LONDON, Feb 3 (Reuters) - European stocks edged higher on Monday, led by low-cost airline Ryanair after an upbeat quarterly update, although weak results in the banking sector and ongoing jitters in emerging markets kept a lid on investor appetite.
Shares in Ryanair, up 6.1 percent at 0808 GMT, were the top risers on the pan-European FTSEurofirst 300 index after the company said price weakness is easing and affirmed its full-year profit guidance.
Swiss private bank Julius Baer and British lender Lloyds Banking Group, however, each fell around 2.6 percent after the former missed full-year profit targets and the latter announced fresh provisions for claims and said it plans to resume dividend payments later than some in the market had expected.
The broader FTSEurofirst 300 was up 0.4 percent at 1,296.06 points, having fallen in six of the past eight sessions.

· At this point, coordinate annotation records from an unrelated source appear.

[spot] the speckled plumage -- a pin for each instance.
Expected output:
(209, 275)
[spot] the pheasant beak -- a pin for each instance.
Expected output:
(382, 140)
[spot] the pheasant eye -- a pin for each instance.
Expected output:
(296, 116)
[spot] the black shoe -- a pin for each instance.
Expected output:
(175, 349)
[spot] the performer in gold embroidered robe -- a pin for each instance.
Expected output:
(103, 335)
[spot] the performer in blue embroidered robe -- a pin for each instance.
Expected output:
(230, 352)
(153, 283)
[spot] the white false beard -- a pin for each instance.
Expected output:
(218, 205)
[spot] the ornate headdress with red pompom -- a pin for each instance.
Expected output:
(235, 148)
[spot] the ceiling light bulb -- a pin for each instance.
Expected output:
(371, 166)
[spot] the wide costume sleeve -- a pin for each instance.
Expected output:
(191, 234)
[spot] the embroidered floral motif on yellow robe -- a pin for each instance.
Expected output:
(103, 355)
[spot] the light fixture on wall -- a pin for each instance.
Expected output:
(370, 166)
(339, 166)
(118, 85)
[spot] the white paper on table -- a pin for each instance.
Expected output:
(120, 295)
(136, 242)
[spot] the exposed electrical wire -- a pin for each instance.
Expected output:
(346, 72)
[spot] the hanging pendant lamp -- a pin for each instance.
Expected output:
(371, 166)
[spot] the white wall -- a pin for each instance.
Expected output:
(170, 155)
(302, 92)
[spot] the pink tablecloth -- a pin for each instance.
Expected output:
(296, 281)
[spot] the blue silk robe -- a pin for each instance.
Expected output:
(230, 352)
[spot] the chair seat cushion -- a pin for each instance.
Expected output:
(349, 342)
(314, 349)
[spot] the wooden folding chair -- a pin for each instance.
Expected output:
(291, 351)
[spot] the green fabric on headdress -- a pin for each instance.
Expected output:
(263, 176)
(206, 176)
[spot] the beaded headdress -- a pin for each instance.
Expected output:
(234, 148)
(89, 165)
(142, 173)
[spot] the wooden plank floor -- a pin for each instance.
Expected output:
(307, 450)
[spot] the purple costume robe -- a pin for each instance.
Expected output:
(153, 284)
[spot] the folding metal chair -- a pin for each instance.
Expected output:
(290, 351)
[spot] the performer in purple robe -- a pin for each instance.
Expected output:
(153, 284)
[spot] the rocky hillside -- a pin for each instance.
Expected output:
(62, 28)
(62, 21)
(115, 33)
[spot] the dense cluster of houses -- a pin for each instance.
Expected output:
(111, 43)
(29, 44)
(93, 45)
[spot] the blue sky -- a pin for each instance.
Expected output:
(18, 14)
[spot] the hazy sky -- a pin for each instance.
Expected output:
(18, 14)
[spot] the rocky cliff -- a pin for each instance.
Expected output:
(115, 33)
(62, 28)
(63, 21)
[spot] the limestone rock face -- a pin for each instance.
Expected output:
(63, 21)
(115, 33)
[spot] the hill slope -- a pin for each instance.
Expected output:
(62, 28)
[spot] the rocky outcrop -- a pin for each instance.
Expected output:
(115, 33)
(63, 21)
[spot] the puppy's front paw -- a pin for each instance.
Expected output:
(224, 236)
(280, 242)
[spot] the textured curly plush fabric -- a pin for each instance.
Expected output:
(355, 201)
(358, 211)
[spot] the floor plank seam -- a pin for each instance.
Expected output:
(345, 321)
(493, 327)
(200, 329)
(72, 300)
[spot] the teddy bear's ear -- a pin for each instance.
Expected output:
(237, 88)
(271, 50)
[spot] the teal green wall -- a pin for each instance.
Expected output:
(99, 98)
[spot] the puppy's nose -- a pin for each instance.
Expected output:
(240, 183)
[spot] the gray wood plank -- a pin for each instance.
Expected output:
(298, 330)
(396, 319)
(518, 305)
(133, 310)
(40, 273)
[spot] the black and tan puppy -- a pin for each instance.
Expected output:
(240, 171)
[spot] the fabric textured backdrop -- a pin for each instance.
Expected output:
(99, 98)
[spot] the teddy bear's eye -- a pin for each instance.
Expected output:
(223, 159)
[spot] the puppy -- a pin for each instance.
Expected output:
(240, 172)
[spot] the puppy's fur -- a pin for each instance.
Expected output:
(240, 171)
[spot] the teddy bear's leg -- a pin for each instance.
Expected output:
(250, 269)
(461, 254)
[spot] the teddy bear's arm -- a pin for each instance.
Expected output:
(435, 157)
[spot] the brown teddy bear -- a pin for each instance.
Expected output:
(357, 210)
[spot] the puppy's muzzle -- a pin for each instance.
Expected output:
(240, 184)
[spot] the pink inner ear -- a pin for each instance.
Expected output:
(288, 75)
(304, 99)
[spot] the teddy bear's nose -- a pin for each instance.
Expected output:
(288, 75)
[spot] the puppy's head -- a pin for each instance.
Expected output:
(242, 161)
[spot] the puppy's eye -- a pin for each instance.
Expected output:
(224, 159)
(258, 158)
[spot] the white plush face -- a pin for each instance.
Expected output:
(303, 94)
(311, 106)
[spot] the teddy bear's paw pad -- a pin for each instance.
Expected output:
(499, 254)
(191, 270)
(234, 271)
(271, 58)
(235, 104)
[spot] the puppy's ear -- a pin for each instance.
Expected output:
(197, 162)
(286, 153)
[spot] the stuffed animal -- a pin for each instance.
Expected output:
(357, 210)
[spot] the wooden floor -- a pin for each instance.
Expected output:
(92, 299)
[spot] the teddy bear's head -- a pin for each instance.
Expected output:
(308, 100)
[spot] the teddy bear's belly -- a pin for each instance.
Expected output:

The index fell 1.9 percent in January in its first monthly fall since August, as investors worried about the effect of slower growth in China and other emerging markets, reduced U.S. monetary stimulus and, last week, signs of a new slowdown in euro zone inflation.
Manufacturing PMI data from Europe’s largest economies, due to be published shortly after the market open, was set to be scrutinised for clues about the state of the region’s recovery, a key driver in the Euro STOXX 50’s 18 percent rally in 2013.